La diplomatie n’est pas un long fleuve tranquille. Deux mois seulement après une passe d’armes qui a envoyé l’ambassadeur français faire ses valises, Paris et Rome se retrouvent autour d’une table, décidés à ne pas laisser la sécurité européenne partir à vau-l’eau.
Christophe Castaner, ministre de l’Intérieur, ne l’a pas dit du bout des lèvres : la France et l’Italie doivent avancer ensemble sur les sujets de sécurité. Ce regain de pragmatisme surgit après la crise de février, née de tensions à répétition avec le gouvernement italien dominé par la coalition populiste.
L’épisode marquant ? Le 5 février, Luigi Di Maio, vice-premier ministre italien, débarque sans prévenir en France pour discuter avec des figures du mouvement des « gilets jaunes », en pleine contestation contre Emmanuel Macron. Ce geste, perçu comme une provocation par l’Élysée, a fait exploser la tension : Paris rappelle son ambassadeur, du jamais vu depuis la Seconde Guerre mondiale.
Mais aujourd’hui, l’heure est à la désescalade.
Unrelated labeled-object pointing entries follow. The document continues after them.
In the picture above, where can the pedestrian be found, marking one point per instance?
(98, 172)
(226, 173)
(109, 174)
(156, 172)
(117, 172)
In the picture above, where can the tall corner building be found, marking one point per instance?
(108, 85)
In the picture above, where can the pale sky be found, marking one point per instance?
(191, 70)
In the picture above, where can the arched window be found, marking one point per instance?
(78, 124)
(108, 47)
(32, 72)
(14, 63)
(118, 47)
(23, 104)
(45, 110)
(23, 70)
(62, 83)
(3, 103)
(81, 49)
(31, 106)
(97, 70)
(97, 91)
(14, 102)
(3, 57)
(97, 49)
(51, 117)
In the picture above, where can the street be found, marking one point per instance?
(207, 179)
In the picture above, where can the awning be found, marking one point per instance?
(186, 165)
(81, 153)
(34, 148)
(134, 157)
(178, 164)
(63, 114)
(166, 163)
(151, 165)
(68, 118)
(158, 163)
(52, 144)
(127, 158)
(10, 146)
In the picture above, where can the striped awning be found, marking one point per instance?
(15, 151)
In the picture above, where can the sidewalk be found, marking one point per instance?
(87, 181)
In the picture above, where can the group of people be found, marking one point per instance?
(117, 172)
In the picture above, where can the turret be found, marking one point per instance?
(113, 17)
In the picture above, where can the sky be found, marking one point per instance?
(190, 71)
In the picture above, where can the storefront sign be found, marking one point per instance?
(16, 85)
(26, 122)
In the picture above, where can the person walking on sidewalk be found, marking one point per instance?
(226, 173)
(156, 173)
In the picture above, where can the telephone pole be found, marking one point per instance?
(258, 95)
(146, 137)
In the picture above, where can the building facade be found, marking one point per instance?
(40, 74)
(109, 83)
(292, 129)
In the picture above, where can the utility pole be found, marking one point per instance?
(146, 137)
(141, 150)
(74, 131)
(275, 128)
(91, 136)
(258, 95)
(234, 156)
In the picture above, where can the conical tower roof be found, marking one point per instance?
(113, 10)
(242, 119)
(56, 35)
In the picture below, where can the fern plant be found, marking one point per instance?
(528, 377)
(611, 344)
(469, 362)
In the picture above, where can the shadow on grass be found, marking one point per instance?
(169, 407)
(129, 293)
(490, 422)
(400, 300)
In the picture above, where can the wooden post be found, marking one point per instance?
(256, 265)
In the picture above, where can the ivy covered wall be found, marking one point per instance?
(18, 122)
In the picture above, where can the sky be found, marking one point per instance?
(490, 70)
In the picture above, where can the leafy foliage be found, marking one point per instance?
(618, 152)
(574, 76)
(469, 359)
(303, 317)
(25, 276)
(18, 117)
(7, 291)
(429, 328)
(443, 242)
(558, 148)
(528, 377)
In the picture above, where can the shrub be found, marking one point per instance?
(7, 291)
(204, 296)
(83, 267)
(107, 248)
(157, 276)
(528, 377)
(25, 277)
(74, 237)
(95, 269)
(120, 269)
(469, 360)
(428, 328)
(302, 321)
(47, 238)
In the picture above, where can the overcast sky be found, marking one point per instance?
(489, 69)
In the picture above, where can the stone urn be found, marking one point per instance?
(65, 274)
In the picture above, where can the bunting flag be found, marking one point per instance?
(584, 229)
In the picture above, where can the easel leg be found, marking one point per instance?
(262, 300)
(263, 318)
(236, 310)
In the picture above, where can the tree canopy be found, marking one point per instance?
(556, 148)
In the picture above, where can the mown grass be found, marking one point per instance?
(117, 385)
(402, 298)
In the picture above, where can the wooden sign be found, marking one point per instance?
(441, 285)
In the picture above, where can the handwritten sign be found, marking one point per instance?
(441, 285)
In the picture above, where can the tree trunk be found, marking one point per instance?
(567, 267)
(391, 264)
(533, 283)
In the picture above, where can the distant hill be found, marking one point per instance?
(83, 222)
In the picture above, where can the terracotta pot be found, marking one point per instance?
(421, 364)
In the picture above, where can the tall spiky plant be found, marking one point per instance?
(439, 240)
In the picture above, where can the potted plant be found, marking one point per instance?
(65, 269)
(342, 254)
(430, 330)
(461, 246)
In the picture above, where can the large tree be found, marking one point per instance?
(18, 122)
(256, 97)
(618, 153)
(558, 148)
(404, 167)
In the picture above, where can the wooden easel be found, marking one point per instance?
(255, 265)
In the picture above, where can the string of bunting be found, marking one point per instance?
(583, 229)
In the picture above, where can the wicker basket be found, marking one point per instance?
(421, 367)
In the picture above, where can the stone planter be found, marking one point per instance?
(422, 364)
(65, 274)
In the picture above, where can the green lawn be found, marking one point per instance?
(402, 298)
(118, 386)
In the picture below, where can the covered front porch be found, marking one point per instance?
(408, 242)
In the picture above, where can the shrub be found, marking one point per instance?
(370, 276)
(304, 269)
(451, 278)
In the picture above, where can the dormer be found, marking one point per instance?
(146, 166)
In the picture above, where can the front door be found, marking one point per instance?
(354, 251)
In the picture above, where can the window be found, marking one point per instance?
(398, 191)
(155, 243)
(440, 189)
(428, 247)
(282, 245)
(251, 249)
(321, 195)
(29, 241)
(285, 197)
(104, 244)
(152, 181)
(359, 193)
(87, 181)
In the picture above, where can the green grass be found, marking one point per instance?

Les défis partagés comme l’immigration clandestine et la lutte contre le terrorisme ne laissent aucune place à la division, a martelé Castaner après un entretien avec Matteo Salvini. « Ces questions-là, aucun pays ne peut les régler seul », insiste-t-il. Côté italien, Salvini évacue les vieilles rancœurs et met l’accent sur les points de convergence, notamment la gestion de la frontière franco-italienne.
Voici ce qui ressort de ces nouvelles discussions et des annonces concrètes :
- La France et l’Italie affichent une position commune sur la protection des frontières extérieures de l’Europe.
- Paris, à l’image de Rome, se dit prête à fournir des moyens, bateaux, effectifs et équipements, aux garde-côtes libyens, dans l’espoir de contenir les traversées.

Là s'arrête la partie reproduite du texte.